13-year-old Setayesh Sahibzada in Kabul finished sixth grade last winter.
I cannot stand on my own feet. I wanted to become a teacher, but now I cannot study, I cannot go to school, she said then to the news agency AP, well aware that she probably will not receive any further education.
Girls who do not attend school are at increased risk of child labor and child marriage, according to aid organizations.
Selling daughters
To alleviate the severe economic situation, poor parents are selling their daughters into early marriage. As women, they then do not have the right to leave their homes without male accompaniment and in most cases do not have the right to work or contribute to society in other ways.
Babuna was previously a teacher in the Panjwai district.
When the Taliban came, they fired me and closed our school, she says in the UN project "After August", which documents Afghan women's testimonies.
Now she teaches 25 students at home, despite the ban.
Since the Taliban came, our economic situation has deteriorated. I teach girls at different times, so they don't realize it's a home school. We have talked to the village women and they are all cooperating with us. They said that when I think it's suitable, they will send their daughters.
"Marriage is not a choice"
A change does not seem to be forthcoming for the over one million girls directly affected by the education ban. But the restrictions also have major consequences for other parts of society.

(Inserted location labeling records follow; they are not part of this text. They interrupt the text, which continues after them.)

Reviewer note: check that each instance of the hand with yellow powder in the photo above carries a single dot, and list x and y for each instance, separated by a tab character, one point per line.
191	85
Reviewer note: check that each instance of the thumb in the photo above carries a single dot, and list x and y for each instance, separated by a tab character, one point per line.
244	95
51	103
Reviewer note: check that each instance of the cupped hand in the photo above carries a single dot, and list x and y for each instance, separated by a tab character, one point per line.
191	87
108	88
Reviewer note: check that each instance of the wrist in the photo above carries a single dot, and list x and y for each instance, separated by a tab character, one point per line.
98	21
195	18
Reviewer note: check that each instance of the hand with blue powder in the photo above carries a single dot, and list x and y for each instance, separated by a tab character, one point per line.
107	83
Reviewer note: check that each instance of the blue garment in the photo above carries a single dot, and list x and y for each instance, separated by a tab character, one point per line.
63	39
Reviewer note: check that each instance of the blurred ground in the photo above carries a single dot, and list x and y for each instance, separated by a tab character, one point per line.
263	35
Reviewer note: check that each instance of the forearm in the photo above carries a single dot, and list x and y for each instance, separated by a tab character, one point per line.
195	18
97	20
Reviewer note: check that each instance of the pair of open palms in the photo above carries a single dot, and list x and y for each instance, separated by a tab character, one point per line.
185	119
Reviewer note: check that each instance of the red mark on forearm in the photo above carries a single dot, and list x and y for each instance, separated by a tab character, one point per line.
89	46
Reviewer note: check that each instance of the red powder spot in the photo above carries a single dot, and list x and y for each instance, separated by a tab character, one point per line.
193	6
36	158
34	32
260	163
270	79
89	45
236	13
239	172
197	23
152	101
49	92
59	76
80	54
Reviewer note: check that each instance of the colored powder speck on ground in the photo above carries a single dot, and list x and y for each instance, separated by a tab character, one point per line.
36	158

"The consequences of the ban affect more than the girls themselves. It exacerbates the ongoing humanitarian crisis and has serious consequences for Afghanistan's economy and development," said Unicef chief Catherine Russell in a statement in June.
Mahnaz, who previously studied law and political science at the university, had her dreams crushed after the Taliban returned to power. She tells UN Women that she screamed out loud when she was engaged and forced into marriage.

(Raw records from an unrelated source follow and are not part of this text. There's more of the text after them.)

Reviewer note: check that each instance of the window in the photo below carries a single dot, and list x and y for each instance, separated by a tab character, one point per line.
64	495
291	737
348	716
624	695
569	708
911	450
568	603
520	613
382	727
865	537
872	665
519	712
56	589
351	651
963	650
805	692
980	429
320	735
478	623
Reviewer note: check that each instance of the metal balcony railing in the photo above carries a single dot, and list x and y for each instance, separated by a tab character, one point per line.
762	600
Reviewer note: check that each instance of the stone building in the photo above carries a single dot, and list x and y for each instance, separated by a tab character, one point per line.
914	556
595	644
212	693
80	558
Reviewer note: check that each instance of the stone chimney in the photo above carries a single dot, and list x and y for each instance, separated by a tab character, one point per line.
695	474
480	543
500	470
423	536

Many of my friends have suffered similar fates, given up hope and married against their will. For all girls who have not been able to complete their education, marriage is not a choice but a forced reality, she says.

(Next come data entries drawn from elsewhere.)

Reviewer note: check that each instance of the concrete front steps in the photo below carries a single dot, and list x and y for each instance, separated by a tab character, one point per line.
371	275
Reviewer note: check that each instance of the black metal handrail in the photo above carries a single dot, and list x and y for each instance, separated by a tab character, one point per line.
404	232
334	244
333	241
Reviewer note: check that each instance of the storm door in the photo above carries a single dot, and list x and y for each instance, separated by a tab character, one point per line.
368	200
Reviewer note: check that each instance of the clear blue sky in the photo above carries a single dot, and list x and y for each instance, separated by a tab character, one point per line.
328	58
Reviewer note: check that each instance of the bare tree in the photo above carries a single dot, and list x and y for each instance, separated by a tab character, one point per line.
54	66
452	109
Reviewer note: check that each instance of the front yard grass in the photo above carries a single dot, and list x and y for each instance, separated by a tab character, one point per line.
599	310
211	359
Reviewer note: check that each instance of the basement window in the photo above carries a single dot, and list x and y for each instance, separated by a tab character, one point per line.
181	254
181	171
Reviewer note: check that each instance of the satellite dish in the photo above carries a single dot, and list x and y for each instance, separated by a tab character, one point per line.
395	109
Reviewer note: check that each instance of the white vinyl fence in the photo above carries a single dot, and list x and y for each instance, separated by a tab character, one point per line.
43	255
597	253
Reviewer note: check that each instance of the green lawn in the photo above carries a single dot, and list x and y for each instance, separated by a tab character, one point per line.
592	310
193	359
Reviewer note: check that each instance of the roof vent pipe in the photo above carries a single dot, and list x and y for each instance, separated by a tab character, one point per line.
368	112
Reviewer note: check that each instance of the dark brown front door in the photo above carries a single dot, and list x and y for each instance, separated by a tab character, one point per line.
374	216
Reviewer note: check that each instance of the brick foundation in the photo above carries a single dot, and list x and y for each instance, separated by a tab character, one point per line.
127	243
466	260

The Taliban movement's ideology combines an extreme and fundamentalist interpretation of Islam with the ancient cultural code of Pashtunwali, named after the ethnic group Pashtuns who form the Taliban's backbone.
Formally, the movement was born in 1994, but its foundation was laid earlier in the Pakistani refugee camps where many Afghans fled from the Soviet invasion in 1979.
In 1996, the movement conquered the capital Kabul. It controlled large parts of the country until the US-led invasion in 2001, only to regain power in a lightning-fast offensive on August 15, 2021, after the US forces withdrew.
The Taliban's rule is described as conservative, brutal, and arbitrary. Just like during their first time in power, the Taliban now rule with their interpretation of Islamic Sharia laws, which in practice means extreme oppression of women. Women have been forced out of universities and from almost all jobs, music has been banned, and public executions and flogging have been reintroduced.
The cultural heritage has, however, been spared so far, unlike during the previous Taliban rule. Then, large quantities of invaluable museum artifacts were destroyed, as well as, to the world's dismay, the famous stone Buddhas from the 5th century in the Bamiyan Valley.